After facing a firestorm of criticism, the House overwhelmingly approved some aid for states damaged by Hurricane Sandy. YNN's Erin Billups has the details on one of the first votes of the new 113th Congress.
WASHINGTON, D.C. -- In a vote of 354 to 67, the House approved a $9.7 billion bill Friday that temporarily increases the borrowing authority of the National Flood Insurance Program.
"This legislation is vital. This is not a hand out," said Rep. Peter King, (R) Long Island.
The vote comes after House GOP leadership refused to bring the full $60 billion aid package to a vote earlier this week, angering both Republicans and Democrats from states that were devastated by Sandy.
FEMA says without the increased borrowing about 115,000 claims would have been in jeopardy.
"It is just another sign of the majority's dysfunction with FEMA being just a day away from being unable to pay flood claims," said Rep. Nydia Velazquez, (D) Brooklyn/Queens/Manhattan.
While voting in support of the measure, other Democrats also expressed frustration with the delays.

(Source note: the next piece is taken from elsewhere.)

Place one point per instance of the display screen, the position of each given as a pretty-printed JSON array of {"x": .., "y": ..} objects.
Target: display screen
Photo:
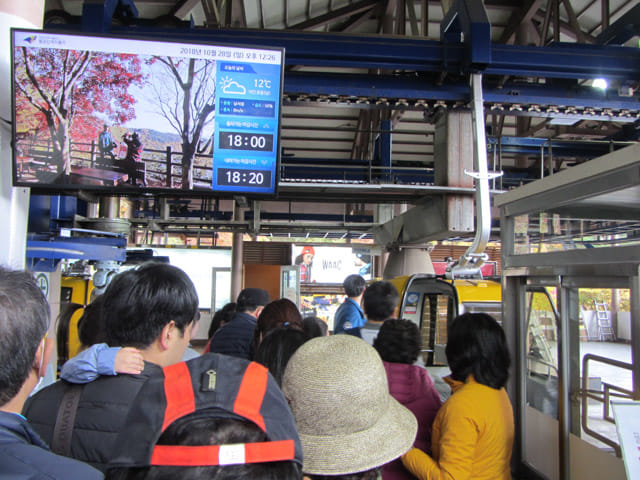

The remaining $51 billion will be voted on January 15th in two installments. One for about $18 billion, is expected to pass with considerable support, because it will also focus on other immediate needs. The other bill will likely come to the wire. The $33 billion amendment is aimed at longer-term, mitigation projects, and spending remains a major concern for many Republicans.
"A great physical tragedy of today should never become an even greater fiscal tragedy for our children tomorrow," said Rep. Jeb Hensarling, (R) Texas.
The Senate passed the flood insurance bill Friday afternoon by unanimous consent. Now, some House Republicans are warning the Senate not to try and stuff pork projects into the remaining disaster bills.
New York's Senators say they are in talks with the House about what will go in the remaining bills, which they hope to get through the Senate and signed by the president before the end of the month.